The Chamber said said the increase is above the 1.9% average increase in private sector wages over the past 12 months.
“Consistently granting increases above the wage rises received by other workers is inconsistent with the role of minimum and award wages as a safety net,” said Australian Chamber chief executive James Pearson in a statement.
“The data shows that the most vulnerable people are those who are unable to find work, and low paid jobs are stepping stone into future employment opportunities,” he said.
The Australian Retailers Association’s Executive Director Russell Zimmerman said the ARA is also concerned by the decision.

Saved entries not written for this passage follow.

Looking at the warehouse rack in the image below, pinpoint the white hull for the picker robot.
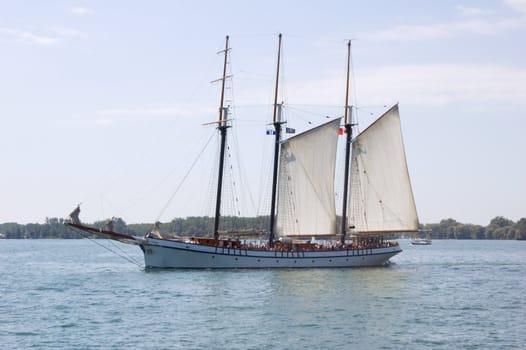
[140,238,402,269]
[411,238,431,245]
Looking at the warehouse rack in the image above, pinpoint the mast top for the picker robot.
[344,39,352,125]
[272,33,281,124]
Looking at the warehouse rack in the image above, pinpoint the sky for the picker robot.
[0,0,526,225]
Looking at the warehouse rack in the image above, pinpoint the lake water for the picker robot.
[0,240,526,349]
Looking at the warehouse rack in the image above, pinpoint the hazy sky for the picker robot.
[0,0,526,225]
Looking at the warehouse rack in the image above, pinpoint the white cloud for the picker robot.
[69,6,95,16]
[456,5,495,16]
[97,106,217,117]
[0,28,62,46]
[504,0,526,15]
[95,119,113,126]
[53,27,84,38]
[367,18,526,41]
[288,64,526,105]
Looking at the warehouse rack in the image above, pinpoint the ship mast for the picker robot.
[341,40,352,244]
[268,33,282,247]
[214,35,229,239]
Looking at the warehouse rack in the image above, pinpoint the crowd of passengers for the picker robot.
[195,237,398,252]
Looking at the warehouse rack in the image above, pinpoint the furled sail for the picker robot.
[348,105,418,232]
[276,118,340,236]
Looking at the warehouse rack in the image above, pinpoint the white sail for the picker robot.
[348,105,418,232]
[276,118,340,236]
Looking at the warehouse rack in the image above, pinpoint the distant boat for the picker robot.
[411,238,432,245]
[68,34,418,268]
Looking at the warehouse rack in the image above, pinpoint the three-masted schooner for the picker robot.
[67,34,418,268]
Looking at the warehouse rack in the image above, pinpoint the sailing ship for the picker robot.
[67,34,418,268]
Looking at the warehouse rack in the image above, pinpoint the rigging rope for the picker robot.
[70,227,143,267]
[155,130,218,222]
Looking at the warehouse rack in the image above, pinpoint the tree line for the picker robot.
[0,216,526,240]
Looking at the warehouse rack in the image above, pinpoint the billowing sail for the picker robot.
[276,118,340,236]
[348,105,418,232]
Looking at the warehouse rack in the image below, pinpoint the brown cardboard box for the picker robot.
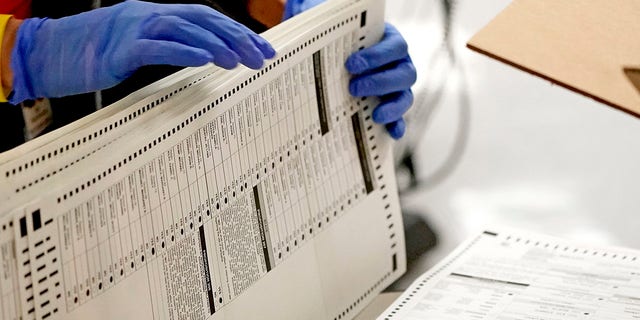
[467,0,640,117]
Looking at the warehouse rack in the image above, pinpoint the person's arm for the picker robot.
[3,1,275,104]
[0,15,22,102]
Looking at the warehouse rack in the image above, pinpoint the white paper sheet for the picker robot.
[378,230,640,320]
[0,0,405,319]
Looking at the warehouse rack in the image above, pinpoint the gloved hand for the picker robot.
[283,0,417,139]
[9,1,275,104]
[345,24,417,139]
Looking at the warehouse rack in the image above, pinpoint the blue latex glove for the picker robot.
[345,24,417,139]
[282,0,325,20]
[9,1,275,104]
[283,0,417,139]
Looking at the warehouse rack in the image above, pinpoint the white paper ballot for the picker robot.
[378,230,640,320]
[0,0,405,319]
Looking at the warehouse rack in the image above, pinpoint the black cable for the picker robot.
[396,0,471,196]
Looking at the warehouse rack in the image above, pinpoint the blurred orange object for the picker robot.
[0,0,31,19]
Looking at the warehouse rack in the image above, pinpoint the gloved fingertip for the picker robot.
[345,54,369,74]
[371,107,389,124]
[260,43,276,59]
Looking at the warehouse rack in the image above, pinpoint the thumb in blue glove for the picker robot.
[345,24,417,139]
[9,1,275,104]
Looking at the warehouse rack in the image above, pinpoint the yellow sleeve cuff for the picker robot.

“The announcement today to increase wages during this time of low consumer confidence and low growth will sadly result in further job losses and business closures – a very distressing truth for retailers,” he said.
Unions ask for more
Ged Kearney, secretary of the Australian Council of Trade Unions praised the rise but said after accounting for inflation, the increase would amount to “little more” than $6 a week for workers.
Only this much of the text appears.